How do you test the alternating series #Sigma ((-1)^(n+1)2^n)/(n!)# from n is #[0,oo)# for convergence?

Use the ratio test. This test works for alternating series.

To test the convergence of the alternating series ( \sum_{n=0}^{\infty} \frac{(-1)^{n+1}2^n}{n!} ), you can use the Alternating Series Test.
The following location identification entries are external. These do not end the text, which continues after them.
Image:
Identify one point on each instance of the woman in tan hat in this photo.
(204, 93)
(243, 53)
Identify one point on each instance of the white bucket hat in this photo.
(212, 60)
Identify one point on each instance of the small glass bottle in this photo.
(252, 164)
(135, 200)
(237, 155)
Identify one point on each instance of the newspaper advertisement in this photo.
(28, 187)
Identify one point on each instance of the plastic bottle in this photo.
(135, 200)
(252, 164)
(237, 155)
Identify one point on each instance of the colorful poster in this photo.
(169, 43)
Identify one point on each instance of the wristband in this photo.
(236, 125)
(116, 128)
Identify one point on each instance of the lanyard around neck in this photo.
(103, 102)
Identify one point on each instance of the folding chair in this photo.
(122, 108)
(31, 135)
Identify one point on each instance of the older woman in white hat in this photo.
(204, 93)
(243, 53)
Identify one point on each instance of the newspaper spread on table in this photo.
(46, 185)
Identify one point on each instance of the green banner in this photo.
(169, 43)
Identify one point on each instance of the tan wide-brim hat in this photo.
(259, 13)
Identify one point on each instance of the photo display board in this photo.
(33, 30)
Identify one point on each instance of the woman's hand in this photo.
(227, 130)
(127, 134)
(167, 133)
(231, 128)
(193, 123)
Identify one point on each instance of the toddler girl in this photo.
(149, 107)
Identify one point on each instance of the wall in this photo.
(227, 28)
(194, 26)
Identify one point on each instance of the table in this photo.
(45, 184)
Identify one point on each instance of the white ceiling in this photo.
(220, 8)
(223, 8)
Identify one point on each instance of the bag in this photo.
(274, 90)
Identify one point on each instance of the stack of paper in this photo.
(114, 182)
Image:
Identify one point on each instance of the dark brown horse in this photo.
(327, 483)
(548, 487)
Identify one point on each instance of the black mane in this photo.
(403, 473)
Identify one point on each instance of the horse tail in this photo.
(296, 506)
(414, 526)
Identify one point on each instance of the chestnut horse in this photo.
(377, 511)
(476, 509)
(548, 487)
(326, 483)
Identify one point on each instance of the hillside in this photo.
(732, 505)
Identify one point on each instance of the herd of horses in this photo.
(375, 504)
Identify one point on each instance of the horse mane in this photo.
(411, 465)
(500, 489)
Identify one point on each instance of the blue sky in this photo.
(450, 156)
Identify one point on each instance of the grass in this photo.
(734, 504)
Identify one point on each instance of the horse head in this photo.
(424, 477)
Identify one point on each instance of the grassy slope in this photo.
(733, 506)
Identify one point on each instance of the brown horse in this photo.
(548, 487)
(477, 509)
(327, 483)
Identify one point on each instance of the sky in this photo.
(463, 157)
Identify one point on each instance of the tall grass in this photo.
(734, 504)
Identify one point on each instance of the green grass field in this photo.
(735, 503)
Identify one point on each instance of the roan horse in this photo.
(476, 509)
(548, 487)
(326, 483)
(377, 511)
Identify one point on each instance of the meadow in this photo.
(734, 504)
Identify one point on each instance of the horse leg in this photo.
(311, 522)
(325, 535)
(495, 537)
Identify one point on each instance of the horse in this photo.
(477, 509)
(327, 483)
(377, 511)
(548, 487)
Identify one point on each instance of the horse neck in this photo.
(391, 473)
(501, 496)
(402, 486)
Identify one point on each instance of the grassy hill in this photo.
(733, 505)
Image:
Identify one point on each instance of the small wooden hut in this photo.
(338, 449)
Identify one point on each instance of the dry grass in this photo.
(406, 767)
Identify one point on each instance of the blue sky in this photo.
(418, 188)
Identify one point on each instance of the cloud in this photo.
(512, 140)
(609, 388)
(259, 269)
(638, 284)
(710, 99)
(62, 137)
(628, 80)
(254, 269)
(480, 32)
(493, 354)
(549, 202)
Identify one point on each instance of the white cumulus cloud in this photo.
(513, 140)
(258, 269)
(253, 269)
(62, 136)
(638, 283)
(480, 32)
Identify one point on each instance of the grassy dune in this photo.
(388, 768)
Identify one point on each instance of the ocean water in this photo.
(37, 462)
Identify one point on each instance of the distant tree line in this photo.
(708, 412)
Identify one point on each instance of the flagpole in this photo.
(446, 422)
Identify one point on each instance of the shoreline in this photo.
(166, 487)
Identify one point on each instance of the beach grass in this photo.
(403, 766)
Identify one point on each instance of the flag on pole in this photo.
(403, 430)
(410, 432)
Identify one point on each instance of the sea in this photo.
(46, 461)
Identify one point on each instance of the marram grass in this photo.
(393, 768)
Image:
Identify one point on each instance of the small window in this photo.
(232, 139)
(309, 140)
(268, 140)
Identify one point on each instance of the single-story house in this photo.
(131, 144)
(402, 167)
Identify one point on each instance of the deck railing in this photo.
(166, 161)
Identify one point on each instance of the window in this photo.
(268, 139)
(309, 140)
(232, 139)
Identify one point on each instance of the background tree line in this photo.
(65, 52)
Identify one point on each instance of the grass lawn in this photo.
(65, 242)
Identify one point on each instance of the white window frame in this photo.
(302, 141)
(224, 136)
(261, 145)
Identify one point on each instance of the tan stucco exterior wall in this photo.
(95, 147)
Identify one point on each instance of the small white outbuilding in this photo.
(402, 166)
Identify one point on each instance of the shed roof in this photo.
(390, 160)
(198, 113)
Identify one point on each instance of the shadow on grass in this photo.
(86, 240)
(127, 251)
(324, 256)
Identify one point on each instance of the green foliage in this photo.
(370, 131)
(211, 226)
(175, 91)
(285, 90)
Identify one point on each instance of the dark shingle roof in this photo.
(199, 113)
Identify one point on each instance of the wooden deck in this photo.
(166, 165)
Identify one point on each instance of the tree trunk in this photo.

This test states that if the terms of an alternating series decrease in absolute value and approach zero as ( n ) approaches infinity, then the series converges.

1. Check for Absolute Convergence: First, consider the absolute value of the terms of the series: [ \left| \frac{(-1)^{n+1}2^n}{n!} \right| = \frac{2^n}{n!} ]

2. Apply the Ratio Test: Next, apply the Ratio Test to determine if the series ( \sum_{n=0}^{\infty} \frac{2^n}{n!} ) converges absolutely. The Ratio Test states that if ( \lim_{n \to \infty} \left| \frac{a_{n+1}}{a_n} \right| = L < 1 ), then the series converges absolutely.

   For ( a_n = \frac{2^n}{n!} ), compute: [ \lim_{n \to \infty} \left| \frac{a_{n+1}}{a_n} \right| = \lim_{n \to \infty} \left| \frac{\frac{2^{n+1}}{(n+1)!}}{\frac{2^n}{n!}} \right| = \lim_{n \to \infty} \left| \frac{2}{n+1} \right| = 0 ] Since the limit is less than 1, the series ( \sum_{n=0}^{\infty} \frac{2^n}{n!} ) converges absolutely.

3. Verify Terms Decrease: Finally, observe that the terms ( \frac{2^n}{n!} ) are positive and decreasing as ( n ) increases.

Since the series ( \sum_{n=0}^{\infty} \frac{2^n}{n!} ) converges absolutely, and the terms alternate in sign in the original series, by the Alternating Series Test, the alternating series ( \sum_{n=0}^{\infty} \frac{(-1)^{n+1}2^n}{n!} ) converges.